What, if anything, has changed or will change in employment law following the UK’s departure from the EU on 31 January 2020? This is an important question for employers and employees alike.
The UK is now in a transition period (also referred to as the implementation period) until 11pm on 31 December 2020 (unless extended). Until then, for most purposes, the UK will be treated as if it were still a member of the EU. While it will not participate in the political institutions and governance structures of the EU, it must continue to comply with EU law and submit to the continuing jurisdiction of the Court of Justice of the EU (the ECJ). Presently, the UK Prime Minister does not intend to seek an extension to the transition period.
After the transition period
When the transition period ends, the following key changes will occur:
- The UK will no longer be required to transpose new EU law into domestic law.
- However, EU-derived domestic legislation and any directly effective EU law and certain rights and obligations under treaties will be absorbed into UK law, creating a retained body of EU law, and will remain relevant until altered by the UK courts or Parliament.
- The jurisdiction of the ECJ over the UK will cease.
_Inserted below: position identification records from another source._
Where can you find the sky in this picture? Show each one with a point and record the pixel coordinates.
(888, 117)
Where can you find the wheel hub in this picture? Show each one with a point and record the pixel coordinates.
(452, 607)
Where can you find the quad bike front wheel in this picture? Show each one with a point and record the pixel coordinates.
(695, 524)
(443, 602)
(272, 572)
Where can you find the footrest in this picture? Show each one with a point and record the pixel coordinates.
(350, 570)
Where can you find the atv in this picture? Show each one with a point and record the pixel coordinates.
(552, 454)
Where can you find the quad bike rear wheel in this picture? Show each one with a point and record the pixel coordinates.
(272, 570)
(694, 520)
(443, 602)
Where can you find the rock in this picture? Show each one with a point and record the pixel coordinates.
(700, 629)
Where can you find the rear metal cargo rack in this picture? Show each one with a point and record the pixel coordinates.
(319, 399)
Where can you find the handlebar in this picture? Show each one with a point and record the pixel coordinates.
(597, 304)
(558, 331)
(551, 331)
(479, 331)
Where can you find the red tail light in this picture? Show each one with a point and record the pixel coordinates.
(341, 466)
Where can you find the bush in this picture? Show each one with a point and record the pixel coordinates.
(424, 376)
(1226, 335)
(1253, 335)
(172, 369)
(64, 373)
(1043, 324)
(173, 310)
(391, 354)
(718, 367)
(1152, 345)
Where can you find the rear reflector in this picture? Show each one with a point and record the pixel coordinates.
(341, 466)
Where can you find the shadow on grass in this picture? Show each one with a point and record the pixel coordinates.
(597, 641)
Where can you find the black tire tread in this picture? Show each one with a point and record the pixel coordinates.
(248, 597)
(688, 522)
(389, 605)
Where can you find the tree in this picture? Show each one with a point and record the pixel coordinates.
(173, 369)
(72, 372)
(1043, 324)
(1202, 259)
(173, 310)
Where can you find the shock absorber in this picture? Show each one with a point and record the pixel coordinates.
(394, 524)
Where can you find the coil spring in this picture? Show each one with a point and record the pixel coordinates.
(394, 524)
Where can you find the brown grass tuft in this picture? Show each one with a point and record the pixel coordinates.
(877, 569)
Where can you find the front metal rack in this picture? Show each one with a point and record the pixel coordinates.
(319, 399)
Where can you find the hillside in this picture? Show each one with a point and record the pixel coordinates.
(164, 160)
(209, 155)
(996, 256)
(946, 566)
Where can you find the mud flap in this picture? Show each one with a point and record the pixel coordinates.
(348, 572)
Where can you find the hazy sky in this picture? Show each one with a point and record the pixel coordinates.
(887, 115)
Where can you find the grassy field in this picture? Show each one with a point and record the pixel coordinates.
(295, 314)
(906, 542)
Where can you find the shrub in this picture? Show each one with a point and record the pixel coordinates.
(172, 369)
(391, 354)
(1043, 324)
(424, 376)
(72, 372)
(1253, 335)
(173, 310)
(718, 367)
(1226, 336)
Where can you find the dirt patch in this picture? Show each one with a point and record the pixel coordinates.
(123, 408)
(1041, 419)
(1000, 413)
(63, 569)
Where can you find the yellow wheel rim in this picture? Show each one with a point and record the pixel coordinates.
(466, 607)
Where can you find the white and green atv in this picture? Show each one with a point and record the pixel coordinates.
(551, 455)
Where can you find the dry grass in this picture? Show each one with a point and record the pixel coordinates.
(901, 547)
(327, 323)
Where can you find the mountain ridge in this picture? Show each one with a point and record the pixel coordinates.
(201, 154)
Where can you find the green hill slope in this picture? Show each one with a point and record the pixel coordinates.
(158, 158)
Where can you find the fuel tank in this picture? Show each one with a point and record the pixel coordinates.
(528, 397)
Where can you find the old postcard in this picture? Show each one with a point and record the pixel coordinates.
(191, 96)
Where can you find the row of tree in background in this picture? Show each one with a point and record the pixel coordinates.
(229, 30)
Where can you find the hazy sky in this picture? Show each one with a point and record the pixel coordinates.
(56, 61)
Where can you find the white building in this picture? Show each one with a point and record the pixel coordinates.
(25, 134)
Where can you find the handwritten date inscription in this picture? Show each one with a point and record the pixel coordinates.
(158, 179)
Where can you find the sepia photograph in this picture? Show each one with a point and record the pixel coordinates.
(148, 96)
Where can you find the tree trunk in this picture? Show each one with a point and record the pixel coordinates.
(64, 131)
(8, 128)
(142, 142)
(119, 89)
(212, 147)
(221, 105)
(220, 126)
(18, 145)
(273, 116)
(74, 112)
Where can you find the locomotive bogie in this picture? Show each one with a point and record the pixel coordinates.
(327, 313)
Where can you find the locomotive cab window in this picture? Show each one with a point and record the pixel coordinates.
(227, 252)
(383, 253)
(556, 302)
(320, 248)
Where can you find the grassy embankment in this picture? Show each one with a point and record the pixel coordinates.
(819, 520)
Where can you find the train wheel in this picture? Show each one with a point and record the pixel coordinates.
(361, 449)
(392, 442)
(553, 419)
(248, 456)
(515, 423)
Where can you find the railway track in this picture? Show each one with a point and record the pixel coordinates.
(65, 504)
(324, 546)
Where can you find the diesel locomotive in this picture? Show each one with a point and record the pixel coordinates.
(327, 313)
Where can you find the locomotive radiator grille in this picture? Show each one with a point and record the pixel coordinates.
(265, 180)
- The existing ECJ case law will remain relevant but may be departed from by the UK Supreme Court or, if Ministers pass regulations to that effect before the end of transition period, by other courts and tribunals, including the Employment Tribunals.
A note on ECJ case law
As the Supreme Court will not be bound by ECJ case law, parties in litigation may challenge the established view of the law arising from controversial EU judgments, such as those relating to the calculation of holiday pay (e.g. where the ECJ ruled that commission should be included in the calculation of holiday pay). It is also worth noting that the EU (Withdrawal Agreement) Act 2020 contains a controversial provision, inserted very late in the process, which allows Ministers to pass regulations that will allow lower courts to depart from ECJ case law after the end of the transition period. Without this new provision, the lower courts would have to wait for Supreme Court rulings before following suit, so if implemented, it is likely to provoke a much faster speed of change.
What does the future of UK employment law look like?
The Employment Bill
The previous and current Governments made commitments to ensure that existing EU-derived workers’ rights will be retained. However, the 2020 Act no longer contains provisions to safeguard workers’ rights that were included in its previous drafts. The current Government has said that it will introduce an Employment Bill before the end of the transition period which will protect those rights, but the details have yet to be published. In any event, as UK Parliament can at any time pass an Act of Parliament that overturns an earlier Act, a new Employment Bill would technically not guarantee these rights any greater entrenched status. The field is therefore open to a UK Government to pass legislation that moves the UK away from the structure of employment law that developed while the UK was a member of the EU.
The Political Declaration
During the transition period, the UK and the EU27 will continue to negotiate their future relationship. While the transition period is governed by the Withdrawal Agreement, the details of the future relationship are contained in the non-binding Political Declaration. The Political Declaration states the future UK-EU agreement should have a “level playing field” clause, which would maintain ‘employment standards at the current high levels provided by the existing common standards’. Interestingly, the UK Prime Minister issued a statement on 3 February 2020 that there was ‘no need for a trade agreement to involve accepting EU rules’, including those on social protection suggesting a level playing field is no longer a UK aim in the negotiations. However, the EU may insist on such protections being included as part of any future trade deal.
Are any employment laws likely to go?
A large proportion of existing UK employment protections originates from domestic, not EU, law. Many of the EU-derived rights have long been part of the employment landscape, and it would be politically challenging to strip these back. While there is scope for the Government to tinker with the existing employment laws in meaningful ways, e.g. by introducing qualifying service requirements for discrimination or whistleblowing claims, capping compensation, re-introducing Employment Tribunal fees, watering down the TUPE Regulations to make them more “business-friendly”, or dismantling technical aspects of the Working Time Regulations, core rights, such as discrimination protection, are unlikely to go.